Polyene macrolides are the oldest class of antifungal agents and have been used for more than 50 years, primarily due to their broad spectrum of activity [3436]. The most common systemically administered drug in this class is amphotericin B deoxycholate [37]. Amphotericin B binds to fungal membrane ergosterols, which results in increased cell permeability and ultimately cell death [38]. Although amphotericin B binds to fungal membrane sterols with high affinity, it also binds to cholesterol components of mammalian cells and therefore is commonly associated with toxic adverse events [36].

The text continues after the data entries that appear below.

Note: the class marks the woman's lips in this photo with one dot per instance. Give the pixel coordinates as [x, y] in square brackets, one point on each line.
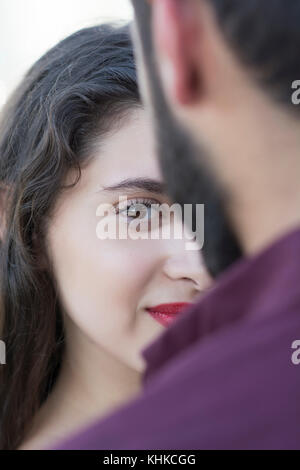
[167, 313]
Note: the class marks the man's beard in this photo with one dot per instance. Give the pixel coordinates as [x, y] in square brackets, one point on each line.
[183, 163]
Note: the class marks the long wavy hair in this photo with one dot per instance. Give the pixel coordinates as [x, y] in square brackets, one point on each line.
[67, 102]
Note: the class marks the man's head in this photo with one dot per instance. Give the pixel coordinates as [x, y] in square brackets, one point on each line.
[218, 76]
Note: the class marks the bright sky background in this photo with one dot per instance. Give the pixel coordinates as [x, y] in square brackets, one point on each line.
[28, 28]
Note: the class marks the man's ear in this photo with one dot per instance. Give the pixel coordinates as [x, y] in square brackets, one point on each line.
[175, 26]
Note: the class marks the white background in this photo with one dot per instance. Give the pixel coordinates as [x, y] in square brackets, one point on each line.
[28, 28]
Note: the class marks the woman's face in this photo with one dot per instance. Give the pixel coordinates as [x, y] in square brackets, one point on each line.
[107, 285]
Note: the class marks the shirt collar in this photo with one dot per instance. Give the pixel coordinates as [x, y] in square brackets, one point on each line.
[252, 286]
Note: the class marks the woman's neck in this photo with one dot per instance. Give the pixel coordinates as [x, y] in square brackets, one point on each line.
[91, 384]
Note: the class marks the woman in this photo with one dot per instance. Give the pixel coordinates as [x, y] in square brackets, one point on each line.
[76, 310]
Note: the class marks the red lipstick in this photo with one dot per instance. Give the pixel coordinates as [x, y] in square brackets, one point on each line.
[167, 313]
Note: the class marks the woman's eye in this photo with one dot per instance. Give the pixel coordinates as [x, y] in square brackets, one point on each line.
[138, 211]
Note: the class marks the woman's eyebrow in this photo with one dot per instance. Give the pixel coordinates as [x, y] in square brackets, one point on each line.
[147, 184]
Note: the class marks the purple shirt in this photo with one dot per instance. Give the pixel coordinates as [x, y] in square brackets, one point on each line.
[221, 376]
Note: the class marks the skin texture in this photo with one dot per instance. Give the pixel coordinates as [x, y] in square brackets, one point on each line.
[105, 285]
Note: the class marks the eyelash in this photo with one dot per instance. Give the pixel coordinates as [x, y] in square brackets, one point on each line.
[132, 202]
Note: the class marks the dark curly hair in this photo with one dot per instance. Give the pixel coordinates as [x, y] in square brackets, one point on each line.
[67, 101]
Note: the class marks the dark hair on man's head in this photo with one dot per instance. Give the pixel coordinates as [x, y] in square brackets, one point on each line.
[68, 101]
[263, 34]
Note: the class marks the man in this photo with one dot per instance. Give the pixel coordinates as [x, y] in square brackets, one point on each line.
[218, 76]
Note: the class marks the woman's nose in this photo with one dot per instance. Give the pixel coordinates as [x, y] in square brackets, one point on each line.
[189, 266]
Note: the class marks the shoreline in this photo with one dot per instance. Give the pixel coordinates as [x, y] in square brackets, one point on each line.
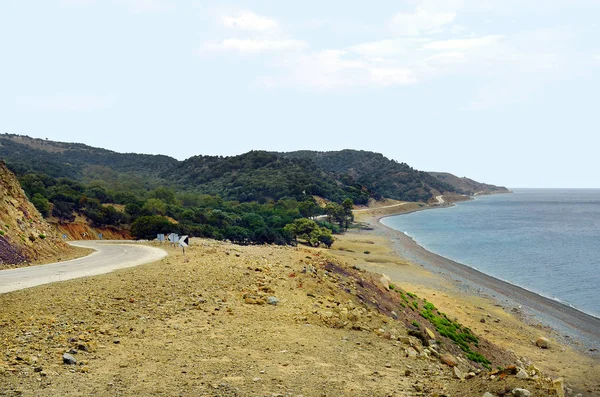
[570, 324]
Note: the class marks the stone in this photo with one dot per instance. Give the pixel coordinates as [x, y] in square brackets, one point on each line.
[518, 392]
[429, 333]
[69, 359]
[449, 360]
[457, 373]
[521, 374]
[385, 281]
[542, 343]
[558, 385]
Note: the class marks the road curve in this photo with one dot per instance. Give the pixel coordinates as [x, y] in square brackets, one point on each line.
[108, 256]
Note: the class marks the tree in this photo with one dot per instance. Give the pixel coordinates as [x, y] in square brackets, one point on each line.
[41, 203]
[155, 206]
[309, 231]
[147, 227]
[63, 211]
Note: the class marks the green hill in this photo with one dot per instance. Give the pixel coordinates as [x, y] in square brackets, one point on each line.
[381, 176]
[468, 186]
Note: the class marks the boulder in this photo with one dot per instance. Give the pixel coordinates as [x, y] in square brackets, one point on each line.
[449, 360]
[518, 392]
[457, 373]
[542, 343]
[558, 385]
[385, 281]
[69, 359]
[429, 333]
[521, 374]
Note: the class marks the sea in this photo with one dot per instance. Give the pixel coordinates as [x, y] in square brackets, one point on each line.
[544, 240]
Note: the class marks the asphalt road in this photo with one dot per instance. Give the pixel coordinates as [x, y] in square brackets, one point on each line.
[108, 256]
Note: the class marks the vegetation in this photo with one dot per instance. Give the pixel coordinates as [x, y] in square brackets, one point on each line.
[379, 175]
[462, 336]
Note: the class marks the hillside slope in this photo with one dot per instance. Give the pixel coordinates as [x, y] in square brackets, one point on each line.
[24, 235]
[261, 176]
[468, 186]
[385, 178]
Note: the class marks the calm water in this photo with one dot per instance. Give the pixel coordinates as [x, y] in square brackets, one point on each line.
[545, 240]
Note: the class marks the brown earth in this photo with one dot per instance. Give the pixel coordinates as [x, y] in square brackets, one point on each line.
[25, 237]
[199, 324]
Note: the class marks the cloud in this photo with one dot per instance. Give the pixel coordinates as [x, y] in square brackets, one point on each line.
[247, 20]
[254, 46]
[389, 47]
[142, 6]
[331, 70]
[463, 44]
[423, 20]
[67, 102]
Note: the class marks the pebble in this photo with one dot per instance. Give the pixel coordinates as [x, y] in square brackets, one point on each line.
[522, 374]
[69, 359]
[457, 373]
[449, 360]
[542, 343]
[521, 392]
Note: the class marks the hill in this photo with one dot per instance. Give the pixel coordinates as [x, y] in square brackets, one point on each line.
[254, 176]
[383, 177]
[24, 234]
[80, 162]
[262, 176]
[468, 186]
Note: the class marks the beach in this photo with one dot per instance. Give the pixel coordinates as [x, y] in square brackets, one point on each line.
[508, 315]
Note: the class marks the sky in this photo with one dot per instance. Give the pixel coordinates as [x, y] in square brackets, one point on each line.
[501, 91]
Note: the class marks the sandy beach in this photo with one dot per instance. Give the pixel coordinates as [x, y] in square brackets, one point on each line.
[506, 314]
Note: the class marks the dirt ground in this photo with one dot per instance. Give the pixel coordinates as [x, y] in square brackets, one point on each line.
[200, 325]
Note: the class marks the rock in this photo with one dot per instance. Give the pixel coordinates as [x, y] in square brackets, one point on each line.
[457, 373]
[429, 333]
[449, 360]
[542, 343]
[521, 374]
[385, 281]
[518, 392]
[558, 385]
[69, 359]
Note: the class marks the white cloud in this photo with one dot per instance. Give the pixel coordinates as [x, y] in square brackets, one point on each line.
[423, 20]
[334, 70]
[68, 102]
[254, 46]
[463, 44]
[388, 47]
[247, 20]
[397, 76]
[142, 6]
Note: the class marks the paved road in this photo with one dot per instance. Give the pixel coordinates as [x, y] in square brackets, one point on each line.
[108, 256]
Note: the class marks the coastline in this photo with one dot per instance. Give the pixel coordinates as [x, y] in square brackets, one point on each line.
[564, 319]
[505, 314]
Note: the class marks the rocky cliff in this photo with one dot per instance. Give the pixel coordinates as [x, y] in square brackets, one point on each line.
[24, 235]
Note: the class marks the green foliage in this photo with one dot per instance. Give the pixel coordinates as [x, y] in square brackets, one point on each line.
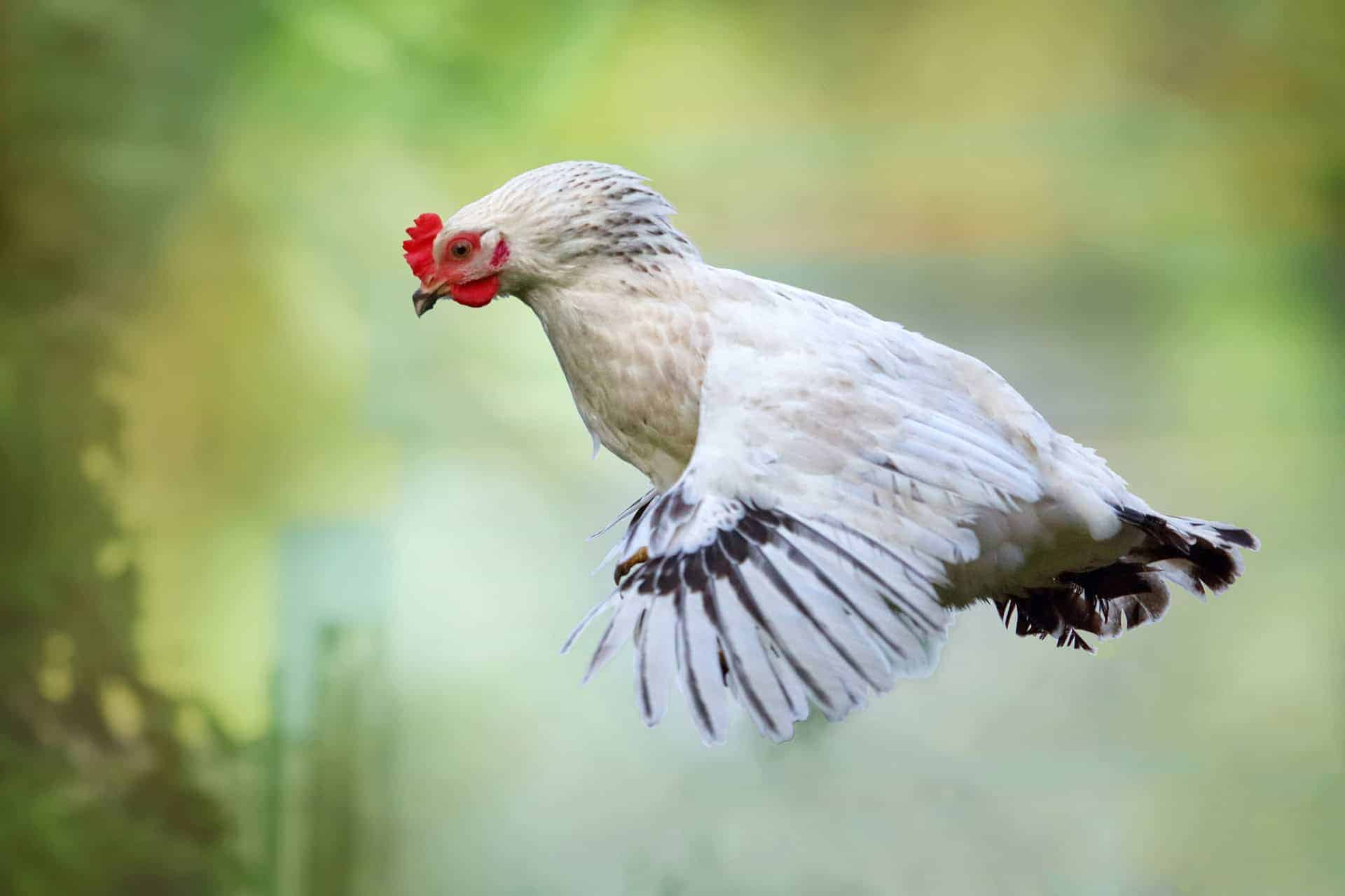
[100, 131]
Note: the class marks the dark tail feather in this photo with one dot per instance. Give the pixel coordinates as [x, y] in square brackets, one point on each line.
[1133, 591]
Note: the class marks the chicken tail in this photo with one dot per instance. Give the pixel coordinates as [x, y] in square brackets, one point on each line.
[1110, 600]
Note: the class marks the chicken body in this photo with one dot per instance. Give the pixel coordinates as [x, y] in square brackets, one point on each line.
[827, 488]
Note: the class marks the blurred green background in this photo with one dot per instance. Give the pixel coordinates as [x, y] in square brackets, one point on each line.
[286, 568]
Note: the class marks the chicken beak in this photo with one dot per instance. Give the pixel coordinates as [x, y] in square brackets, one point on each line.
[424, 299]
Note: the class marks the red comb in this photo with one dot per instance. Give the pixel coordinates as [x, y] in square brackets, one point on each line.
[420, 248]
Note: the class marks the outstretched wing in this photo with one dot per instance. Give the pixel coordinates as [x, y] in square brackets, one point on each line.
[798, 558]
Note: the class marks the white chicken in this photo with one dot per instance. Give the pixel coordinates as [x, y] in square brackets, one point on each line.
[827, 488]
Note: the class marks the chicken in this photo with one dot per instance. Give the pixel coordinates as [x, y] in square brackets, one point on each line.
[827, 489]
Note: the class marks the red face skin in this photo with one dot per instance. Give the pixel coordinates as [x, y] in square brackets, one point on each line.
[459, 268]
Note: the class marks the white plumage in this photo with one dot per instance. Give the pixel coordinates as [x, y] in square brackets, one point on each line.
[827, 488]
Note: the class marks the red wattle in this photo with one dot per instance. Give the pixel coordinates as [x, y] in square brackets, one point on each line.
[475, 294]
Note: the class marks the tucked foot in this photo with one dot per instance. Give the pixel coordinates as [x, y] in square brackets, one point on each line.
[628, 564]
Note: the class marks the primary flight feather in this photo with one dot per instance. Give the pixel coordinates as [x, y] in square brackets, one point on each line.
[827, 488]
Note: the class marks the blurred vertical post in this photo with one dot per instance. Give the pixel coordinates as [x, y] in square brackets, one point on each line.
[326, 814]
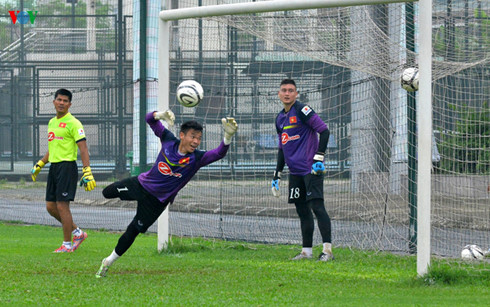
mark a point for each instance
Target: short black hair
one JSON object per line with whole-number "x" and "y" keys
{"x": 288, "y": 81}
{"x": 191, "y": 124}
{"x": 64, "y": 92}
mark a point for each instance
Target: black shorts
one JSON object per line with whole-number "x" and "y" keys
{"x": 62, "y": 181}
{"x": 305, "y": 188}
{"x": 149, "y": 207}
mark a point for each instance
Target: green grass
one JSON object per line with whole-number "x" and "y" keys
{"x": 200, "y": 272}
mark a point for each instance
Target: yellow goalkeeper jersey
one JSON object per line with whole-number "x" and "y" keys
{"x": 63, "y": 135}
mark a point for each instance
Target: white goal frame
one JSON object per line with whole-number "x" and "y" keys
{"x": 424, "y": 117}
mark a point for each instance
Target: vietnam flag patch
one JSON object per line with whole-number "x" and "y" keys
{"x": 184, "y": 160}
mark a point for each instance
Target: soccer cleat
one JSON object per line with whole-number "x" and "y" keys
{"x": 63, "y": 249}
{"x": 326, "y": 257}
{"x": 77, "y": 240}
{"x": 102, "y": 270}
{"x": 302, "y": 256}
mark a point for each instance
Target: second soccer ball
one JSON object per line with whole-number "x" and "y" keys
{"x": 189, "y": 93}
{"x": 410, "y": 79}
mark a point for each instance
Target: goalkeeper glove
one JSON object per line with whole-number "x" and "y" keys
{"x": 87, "y": 179}
{"x": 318, "y": 167}
{"x": 229, "y": 127}
{"x": 36, "y": 169}
{"x": 167, "y": 116}
{"x": 275, "y": 184}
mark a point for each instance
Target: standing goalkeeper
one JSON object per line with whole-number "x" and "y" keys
{"x": 65, "y": 134}
{"x": 177, "y": 162}
{"x": 298, "y": 127}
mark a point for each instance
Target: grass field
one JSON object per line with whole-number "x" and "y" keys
{"x": 200, "y": 272}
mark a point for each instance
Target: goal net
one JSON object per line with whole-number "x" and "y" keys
{"x": 347, "y": 63}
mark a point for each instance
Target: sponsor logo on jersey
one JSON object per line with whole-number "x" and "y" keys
{"x": 52, "y": 136}
{"x": 166, "y": 170}
{"x": 306, "y": 110}
{"x": 286, "y": 138}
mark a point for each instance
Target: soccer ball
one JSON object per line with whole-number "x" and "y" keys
{"x": 472, "y": 252}
{"x": 189, "y": 93}
{"x": 410, "y": 79}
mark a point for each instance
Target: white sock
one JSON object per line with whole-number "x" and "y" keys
{"x": 113, "y": 257}
{"x": 307, "y": 250}
{"x": 76, "y": 232}
{"x": 327, "y": 247}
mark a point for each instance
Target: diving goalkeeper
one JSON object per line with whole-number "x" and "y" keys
{"x": 177, "y": 162}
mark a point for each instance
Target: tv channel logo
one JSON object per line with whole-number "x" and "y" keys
{"x": 23, "y": 17}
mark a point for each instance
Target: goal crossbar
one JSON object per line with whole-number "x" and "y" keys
{"x": 264, "y": 6}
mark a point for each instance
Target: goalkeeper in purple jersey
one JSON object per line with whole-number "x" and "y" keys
{"x": 177, "y": 162}
{"x": 298, "y": 127}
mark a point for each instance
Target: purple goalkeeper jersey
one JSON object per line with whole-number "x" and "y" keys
{"x": 298, "y": 137}
{"x": 172, "y": 170}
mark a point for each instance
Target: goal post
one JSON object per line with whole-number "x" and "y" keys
{"x": 424, "y": 117}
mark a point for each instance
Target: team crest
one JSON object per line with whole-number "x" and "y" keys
{"x": 306, "y": 110}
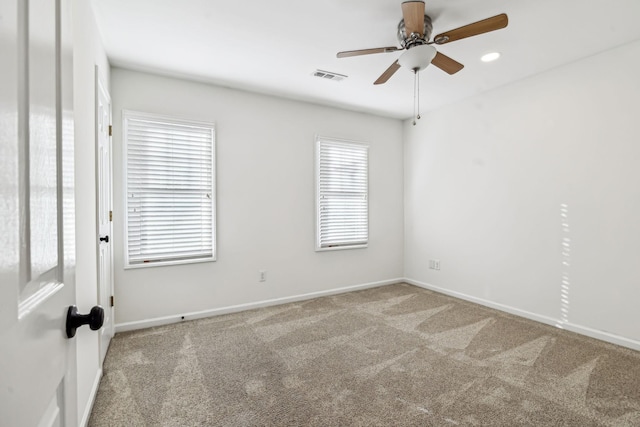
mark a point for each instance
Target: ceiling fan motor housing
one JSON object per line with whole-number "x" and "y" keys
{"x": 406, "y": 41}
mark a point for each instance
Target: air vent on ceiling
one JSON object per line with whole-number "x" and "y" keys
{"x": 329, "y": 75}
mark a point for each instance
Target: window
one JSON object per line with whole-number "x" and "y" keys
{"x": 341, "y": 194}
{"x": 170, "y": 191}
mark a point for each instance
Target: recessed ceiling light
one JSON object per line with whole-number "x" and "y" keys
{"x": 490, "y": 57}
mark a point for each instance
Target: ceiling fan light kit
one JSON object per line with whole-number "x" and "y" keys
{"x": 414, "y": 33}
{"x": 418, "y": 57}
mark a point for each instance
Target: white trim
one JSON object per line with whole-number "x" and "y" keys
{"x": 92, "y": 398}
{"x": 159, "y": 321}
{"x": 583, "y": 330}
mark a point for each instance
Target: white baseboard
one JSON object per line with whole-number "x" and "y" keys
{"x": 92, "y": 398}
{"x": 159, "y": 321}
{"x": 583, "y": 330}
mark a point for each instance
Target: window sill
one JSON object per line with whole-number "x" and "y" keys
{"x": 168, "y": 263}
{"x": 339, "y": 248}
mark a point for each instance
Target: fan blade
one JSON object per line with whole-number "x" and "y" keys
{"x": 446, "y": 64}
{"x": 413, "y": 14}
{"x": 348, "y": 53}
{"x": 388, "y": 73}
{"x": 486, "y": 25}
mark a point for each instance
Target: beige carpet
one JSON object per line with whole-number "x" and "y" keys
{"x": 390, "y": 356}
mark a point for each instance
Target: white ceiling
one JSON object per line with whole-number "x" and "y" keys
{"x": 274, "y": 46}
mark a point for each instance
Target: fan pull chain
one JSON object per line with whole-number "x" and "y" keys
{"x": 416, "y": 96}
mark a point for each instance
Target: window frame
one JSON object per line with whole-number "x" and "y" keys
{"x": 173, "y": 120}
{"x": 345, "y": 142}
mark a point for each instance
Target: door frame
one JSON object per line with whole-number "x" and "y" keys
{"x": 107, "y": 305}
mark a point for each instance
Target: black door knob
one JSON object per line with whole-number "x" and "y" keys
{"x": 94, "y": 319}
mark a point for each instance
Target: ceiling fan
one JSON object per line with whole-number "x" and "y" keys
{"x": 414, "y": 33}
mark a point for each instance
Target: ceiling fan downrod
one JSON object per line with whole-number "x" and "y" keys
{"x": 416, "y": 96}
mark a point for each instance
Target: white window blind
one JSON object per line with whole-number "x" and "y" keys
{"x": 342, "y": 186}
{"x": 170, "y": 205}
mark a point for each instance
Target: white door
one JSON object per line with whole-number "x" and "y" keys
{"x": 105, "y": 259}
{"x": 37, "y": 226}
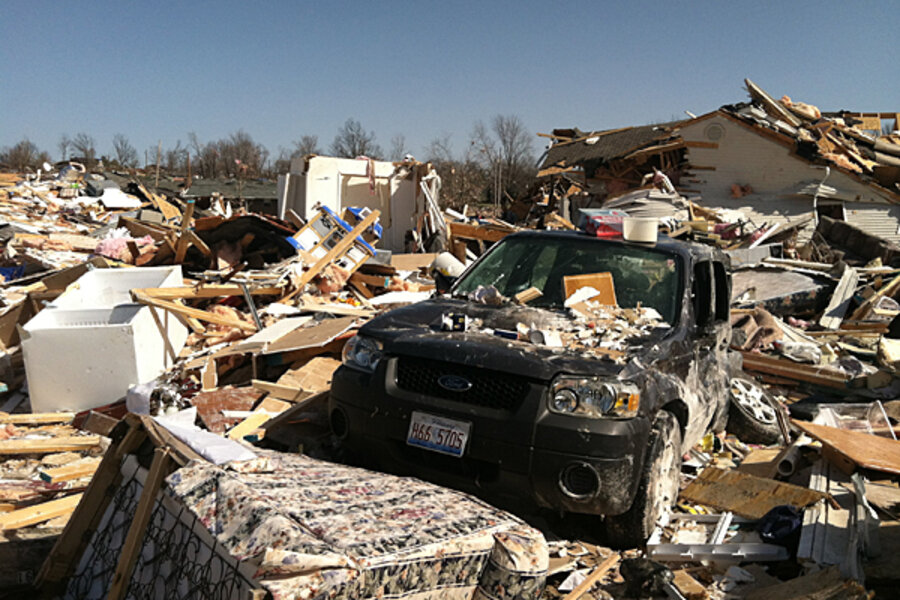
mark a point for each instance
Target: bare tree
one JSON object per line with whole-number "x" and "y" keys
{"x": 63, "y": 146}
{"x": 307, "y": 144}
{"x": 125, "y": 152}
{"x": 507, "y": 147}
{"x": 23, "y": 156}
{"x": 398, "y": 147}
{"x": 463, "y": 180}
{"x": 84, "y": 147}
{"x": 352, "y": 141}
{"x": 175, "y": 159}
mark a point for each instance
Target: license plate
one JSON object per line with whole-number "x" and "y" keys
{"x": 438, "y": 434}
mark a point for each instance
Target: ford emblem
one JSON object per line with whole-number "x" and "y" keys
{"x": 454, "y": 383}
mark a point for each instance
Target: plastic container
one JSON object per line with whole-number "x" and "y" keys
{"x": 640, "y": 229}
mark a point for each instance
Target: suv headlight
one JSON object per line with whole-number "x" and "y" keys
{"x": 593, "y": 397}
{"x": 362, "y": 353}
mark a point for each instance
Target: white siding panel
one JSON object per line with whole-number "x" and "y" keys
{"x": 744, "y": 157}
{"x": 877, "y": 219}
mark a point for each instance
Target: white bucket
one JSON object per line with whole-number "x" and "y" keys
{"x": 640, "y": 229}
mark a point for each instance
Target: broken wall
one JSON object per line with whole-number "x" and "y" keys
{"x": 342, "y": 182}
{"x": 724, "y": 152}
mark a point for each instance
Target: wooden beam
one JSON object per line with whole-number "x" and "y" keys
{"x": 338, "y": 250}
{"x": 206, "y": 291}
{"x": 476, "y": 232}
{"x": 280, "y": 392}
{"x": 48, "y": 445}
{"x": 700, "y": 144}
{"x": 193, "y": 313}
{"x": 248, "y": 425}
{"x": 183, "y": 240}
{"x": 36, "y": 418}
{"x": 69, "y": 472}
{"x": 602, "y": 569}
{"x": 39, "y": 512}
{"x": 128, "y": 555}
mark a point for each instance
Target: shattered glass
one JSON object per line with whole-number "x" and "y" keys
{"x": 640, "y": 275}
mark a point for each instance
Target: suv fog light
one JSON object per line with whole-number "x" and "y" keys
{"x": 564, "y": 401}
{"x": 579, "y": 481}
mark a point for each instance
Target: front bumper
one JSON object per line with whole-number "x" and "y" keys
{"x": 512, "y": 456}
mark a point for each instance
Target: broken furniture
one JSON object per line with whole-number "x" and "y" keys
{"x": 293, "y": 527}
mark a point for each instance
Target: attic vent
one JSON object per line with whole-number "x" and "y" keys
{"x": 714, "y": 132}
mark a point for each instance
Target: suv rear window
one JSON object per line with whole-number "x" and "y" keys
{"x": 643, "y": 275}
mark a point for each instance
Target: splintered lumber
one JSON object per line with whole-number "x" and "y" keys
{"x": 336, "y": 251}
{"x": 526, "y": 296}
{"x": 848, "y": 450}
{"x": 746, "y": 495}
{"x": 281, "y": 392}
{"x": 798, "y": 372}
{"x": 248, "y": 425}
{"x": 47, "y": 445}
{"x": 477, "y": 232}
{"x": 69, "y": 472}
{"x": 840, "y": 300}
{"x": 193, "y": 313}
{"x": 39, "y": 512}
{"x": 36, "y": 418}
{"x": 206, "y": 291}
{"x": 596, "y": 575}
{"x": 183, "y": 240}
{"x": 131, "y": 547}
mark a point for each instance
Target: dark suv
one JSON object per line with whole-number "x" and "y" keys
{"x": 584, "y": 430}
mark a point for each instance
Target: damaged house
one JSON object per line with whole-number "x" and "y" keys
{"x": 775, "y": 161}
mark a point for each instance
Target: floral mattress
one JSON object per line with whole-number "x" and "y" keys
{"x": 314, "y": 529}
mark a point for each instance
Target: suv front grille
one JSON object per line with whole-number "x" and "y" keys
{"x": 490, "y": 389}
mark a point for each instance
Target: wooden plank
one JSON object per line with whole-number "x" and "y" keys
{"x": 602, "y": 569}
{"x": 69, "y": 472}
{"x": 248, "y": 425}
{"x": 840, "y": 300}
{"x": 476, "y": 232}
{"x": 206, "y": 291}
{"x": 336, "y": 251}
{"x": 61, "y": 562}
{"x": 193, "y": 313}
{"x": 745, "y": 495}
{"x": 602, "y": 282}
{"x": 36, "y": 418}
{"x": 183, "y": 240}
{"x": 412, "y": 262}
{"x": 280, "y": 392}
{"x": 856, "y": 449}
{"x": 47, "y": 445}
{"x": 701, "y": 144}
{"x": 526, "y": 296}
{"x": 128, "y": 555}
{"x": 39, "y": 512}
{"x": 312, "y": 376}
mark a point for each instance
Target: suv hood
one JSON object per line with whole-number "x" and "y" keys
{"x": 415, "y": 330}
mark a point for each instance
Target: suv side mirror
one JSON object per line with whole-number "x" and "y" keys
{"x": 443, "y": 283}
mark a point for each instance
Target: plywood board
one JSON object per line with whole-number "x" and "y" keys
{"x": 602, "y": 282}
{"x": 313, "y": 376}
{"x": 860, "y": 449}
{"x": 412, "y": 262}
{"x": 311, "y": 337}
{"x": 745, "y": 495}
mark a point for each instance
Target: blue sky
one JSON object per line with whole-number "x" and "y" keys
{"x": 279, "y": 70}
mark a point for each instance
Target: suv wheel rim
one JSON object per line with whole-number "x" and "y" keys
{"x": 751, "y": 399}
{"x": 665, "y": 487}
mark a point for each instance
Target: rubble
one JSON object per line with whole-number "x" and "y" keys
{"x": 248, "y": 326}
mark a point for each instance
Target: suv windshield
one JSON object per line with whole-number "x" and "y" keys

In an effort to alleviate concerns regarding toxicity, several lipid-based formulations of amphotericin B have been developed [39]. The reformulation of amphotericin B into a liposomal carrier (liposomal amphotericin B) or a lipid complex with a ribbon-like (amphotericin B lipid complex) or disk-like (amphotericin B colloidal dispersion) shape alters the pharmacokinetic and pharmacodynamic properties of these drugs. Critically, in comparison to conventional amphotericin B deoxycholate, these three commercially produced lipidic formulations are associated with less toxicity [37].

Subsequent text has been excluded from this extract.